速攻の中で1人だけ遅攻にリズムチェンジするプレーを繰り返すようであれば、映えていないよとやきもきすることでしょう。
相手DFの間から間へ、つかみどころがない動きをして狭いスペースでパスを受ける。次の次のプレーをする味方の誰かのためにスペースのギャップを生み出す。
前を向けるところで向かない。そのまま背中を向けたままプレーして、次の次のプレーをする味方の誰かが前向きにボールを持てるようにバックパスを繰り返す。
サイドにフラフラ流れてフリーでパスを受けてスピードアップしない。スローダウンして、味方が上がってくる間を作って、次の次の決定的な仕事をする味方の誰かのために相手DFの予測とのギャップを作る。
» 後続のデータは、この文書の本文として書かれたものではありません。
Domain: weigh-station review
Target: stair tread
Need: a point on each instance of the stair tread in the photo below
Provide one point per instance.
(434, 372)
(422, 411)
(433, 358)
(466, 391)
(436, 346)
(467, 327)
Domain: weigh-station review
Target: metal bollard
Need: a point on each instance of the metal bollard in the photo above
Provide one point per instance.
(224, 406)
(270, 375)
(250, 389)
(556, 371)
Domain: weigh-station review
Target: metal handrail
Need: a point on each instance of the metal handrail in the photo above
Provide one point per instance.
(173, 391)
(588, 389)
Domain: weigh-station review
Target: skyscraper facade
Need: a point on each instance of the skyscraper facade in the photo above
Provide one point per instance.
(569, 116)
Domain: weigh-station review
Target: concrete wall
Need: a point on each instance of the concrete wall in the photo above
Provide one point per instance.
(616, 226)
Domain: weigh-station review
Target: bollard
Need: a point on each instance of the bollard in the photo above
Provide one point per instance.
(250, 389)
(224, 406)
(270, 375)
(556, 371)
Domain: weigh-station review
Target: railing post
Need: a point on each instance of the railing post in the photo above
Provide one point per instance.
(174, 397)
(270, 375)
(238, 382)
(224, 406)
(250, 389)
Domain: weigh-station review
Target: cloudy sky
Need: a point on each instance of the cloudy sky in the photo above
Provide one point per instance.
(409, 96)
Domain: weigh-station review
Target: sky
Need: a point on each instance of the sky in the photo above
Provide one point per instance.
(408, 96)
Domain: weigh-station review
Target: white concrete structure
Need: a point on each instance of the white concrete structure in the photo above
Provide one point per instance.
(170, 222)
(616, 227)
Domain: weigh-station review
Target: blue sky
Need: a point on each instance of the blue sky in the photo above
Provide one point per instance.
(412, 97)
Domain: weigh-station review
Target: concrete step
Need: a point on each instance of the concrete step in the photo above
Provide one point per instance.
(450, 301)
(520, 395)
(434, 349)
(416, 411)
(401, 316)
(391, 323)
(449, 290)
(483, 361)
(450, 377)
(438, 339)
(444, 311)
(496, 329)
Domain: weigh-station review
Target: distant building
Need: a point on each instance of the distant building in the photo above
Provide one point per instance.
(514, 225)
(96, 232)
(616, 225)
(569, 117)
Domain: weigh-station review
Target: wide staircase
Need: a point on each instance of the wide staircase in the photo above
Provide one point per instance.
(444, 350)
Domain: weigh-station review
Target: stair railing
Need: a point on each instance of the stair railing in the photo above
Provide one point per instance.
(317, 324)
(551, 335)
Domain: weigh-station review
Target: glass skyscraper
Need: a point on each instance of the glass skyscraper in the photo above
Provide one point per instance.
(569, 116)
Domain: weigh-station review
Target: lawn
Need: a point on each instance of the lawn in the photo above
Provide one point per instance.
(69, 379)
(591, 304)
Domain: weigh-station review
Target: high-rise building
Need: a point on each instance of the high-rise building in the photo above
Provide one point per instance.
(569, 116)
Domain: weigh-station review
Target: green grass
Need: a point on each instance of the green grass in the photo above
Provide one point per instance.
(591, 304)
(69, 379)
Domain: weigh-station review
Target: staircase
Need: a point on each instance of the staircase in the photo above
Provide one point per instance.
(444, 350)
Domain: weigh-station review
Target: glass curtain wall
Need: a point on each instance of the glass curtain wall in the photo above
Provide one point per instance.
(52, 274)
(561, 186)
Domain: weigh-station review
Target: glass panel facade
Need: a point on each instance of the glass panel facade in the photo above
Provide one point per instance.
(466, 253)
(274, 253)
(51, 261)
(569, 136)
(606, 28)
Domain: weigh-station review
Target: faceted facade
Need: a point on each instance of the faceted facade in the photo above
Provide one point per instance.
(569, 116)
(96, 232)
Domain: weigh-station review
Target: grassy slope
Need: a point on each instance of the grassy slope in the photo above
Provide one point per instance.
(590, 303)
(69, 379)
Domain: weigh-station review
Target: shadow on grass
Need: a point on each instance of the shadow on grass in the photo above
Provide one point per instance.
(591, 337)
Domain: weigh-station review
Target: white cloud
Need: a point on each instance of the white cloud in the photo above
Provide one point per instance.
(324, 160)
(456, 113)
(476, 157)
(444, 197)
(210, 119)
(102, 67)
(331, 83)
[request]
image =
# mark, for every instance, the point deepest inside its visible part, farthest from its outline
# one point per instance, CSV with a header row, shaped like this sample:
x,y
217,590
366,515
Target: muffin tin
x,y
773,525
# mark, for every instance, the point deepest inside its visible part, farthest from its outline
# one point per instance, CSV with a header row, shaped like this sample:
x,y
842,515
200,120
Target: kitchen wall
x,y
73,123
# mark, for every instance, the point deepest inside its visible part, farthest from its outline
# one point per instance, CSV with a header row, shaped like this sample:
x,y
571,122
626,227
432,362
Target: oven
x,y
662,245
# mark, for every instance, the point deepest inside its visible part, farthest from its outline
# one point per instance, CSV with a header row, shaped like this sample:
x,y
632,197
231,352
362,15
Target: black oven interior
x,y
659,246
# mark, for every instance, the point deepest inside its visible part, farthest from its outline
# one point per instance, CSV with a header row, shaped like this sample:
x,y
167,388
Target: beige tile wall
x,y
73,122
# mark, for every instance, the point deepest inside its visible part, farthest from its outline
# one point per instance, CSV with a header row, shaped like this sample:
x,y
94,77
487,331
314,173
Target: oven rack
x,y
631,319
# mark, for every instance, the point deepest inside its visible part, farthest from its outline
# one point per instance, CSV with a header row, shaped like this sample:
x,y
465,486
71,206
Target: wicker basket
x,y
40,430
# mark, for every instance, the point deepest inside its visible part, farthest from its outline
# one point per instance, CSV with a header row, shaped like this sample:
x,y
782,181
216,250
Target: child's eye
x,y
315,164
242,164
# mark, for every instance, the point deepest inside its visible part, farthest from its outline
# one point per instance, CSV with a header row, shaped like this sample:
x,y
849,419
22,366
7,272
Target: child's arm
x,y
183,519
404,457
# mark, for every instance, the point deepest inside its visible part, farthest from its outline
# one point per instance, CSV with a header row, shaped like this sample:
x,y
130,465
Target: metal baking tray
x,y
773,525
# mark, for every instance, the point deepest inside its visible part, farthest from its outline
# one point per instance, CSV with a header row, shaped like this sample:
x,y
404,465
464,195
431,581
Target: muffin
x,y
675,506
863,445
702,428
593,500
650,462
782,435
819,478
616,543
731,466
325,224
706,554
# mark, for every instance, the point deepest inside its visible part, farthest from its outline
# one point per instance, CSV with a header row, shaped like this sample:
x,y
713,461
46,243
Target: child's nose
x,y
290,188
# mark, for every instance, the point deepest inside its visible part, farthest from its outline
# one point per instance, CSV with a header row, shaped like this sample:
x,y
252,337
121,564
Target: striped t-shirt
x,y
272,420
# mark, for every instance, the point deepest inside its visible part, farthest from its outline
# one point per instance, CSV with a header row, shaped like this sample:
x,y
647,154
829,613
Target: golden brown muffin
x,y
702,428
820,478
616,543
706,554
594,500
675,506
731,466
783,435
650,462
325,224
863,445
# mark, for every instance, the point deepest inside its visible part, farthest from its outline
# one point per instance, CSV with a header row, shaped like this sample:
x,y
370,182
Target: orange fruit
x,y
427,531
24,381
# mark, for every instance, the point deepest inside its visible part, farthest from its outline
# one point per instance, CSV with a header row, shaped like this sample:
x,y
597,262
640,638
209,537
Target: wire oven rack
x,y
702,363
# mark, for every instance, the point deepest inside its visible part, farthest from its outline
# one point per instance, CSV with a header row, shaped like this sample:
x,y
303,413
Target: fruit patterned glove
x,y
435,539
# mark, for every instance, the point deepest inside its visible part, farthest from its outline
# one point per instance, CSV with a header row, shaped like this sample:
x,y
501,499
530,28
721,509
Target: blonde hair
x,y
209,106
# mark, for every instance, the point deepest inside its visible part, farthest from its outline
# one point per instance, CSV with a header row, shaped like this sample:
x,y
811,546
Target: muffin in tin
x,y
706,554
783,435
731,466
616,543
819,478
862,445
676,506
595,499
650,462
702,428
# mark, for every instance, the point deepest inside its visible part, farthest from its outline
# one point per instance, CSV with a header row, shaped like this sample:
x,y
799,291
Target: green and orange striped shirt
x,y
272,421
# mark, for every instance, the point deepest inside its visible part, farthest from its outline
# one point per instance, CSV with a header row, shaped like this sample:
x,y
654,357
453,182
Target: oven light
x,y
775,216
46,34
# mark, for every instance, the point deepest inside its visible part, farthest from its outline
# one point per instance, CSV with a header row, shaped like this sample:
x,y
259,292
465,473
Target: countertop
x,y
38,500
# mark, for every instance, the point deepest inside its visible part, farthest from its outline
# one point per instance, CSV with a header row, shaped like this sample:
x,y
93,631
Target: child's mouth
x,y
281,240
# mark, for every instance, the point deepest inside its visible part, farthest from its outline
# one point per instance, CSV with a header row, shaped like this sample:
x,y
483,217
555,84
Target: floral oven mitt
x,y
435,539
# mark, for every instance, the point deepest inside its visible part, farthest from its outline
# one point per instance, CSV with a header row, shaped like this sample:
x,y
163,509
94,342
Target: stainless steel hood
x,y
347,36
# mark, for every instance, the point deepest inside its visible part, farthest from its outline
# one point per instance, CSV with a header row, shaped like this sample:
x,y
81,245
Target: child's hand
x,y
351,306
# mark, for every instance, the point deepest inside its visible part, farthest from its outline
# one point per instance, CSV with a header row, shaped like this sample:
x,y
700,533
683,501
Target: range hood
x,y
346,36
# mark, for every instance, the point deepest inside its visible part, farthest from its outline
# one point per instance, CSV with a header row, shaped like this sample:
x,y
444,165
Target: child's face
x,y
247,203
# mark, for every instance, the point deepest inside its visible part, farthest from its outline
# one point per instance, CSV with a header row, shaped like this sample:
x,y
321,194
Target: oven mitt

レシーバーの仕事って見た目は消極的です。映えません。
けど、味方が使えるスペースと時間にギャップを作って、チームの攻撃に少しの自由をたくさん生み出せると、2人目、3人目に絡んでくる味方は映えるプレーをしやすくなって攻撃の色合いが多くなり、鮮やかで面白いサッカーになります。
イニエスタをどんな選手とみるか?
アタッカーと見る人。パサーと見る人いると思います。
バルサにいた頃、ユーロ2008や南アフリカワールドカップで優勝した時のプレーをリアルタイムで見ていた時、超絶うまい地味なレシーバーだなと私は思っていました。シャビやビジャ、そしてバルサではメッシが映えまくっていました。
ドイツのトーマス・ミュラーを憧れのアタッカーとして目標にする子供って少ないと思います。
私はミュラーもレシーバーだと思います。バイタルだけじゃなくて、ペナルティーエリアの中でもレシーバーができます。ミュラーがバイタルとペナルティエリアでフラフラしているうちに自身も、周りの味方も得点をいつの間にかとっている場面はよく見ます。そして、たくさんのタイトルもつかんでいます。
ヨーロッパも南米も優秀なレシーバーがたくさんいて、クラブでも代表でもチームを勝たせる役割をしています。
私は今までサイドバックをやっているたー君に「(パスを)まず受けろ」と言っていました。パスを受けて出して、受け直して「組み立てろ」と。
パスが出せなくてプレッシャーを受ける時は、「(相手を)かわせ」なんてことも言っていました。
パサーやドリブラーのプレーを前提で話をしていました。まず受けろと言っておいて、受ける効果も、意味も全く的を得ていない間違いな話をしていたなと思います。
パスを受けた後のパスやドリブルばかり要求していたことに気づきます。
映えないように受ける。つかみどころがない受け方。
パスを受けた味方がレシーバーになる映えない縦パス、くさびのパス。
個サルとはいえ、実際にコートに立ってプレーしてみると気づけることってたくさんあります。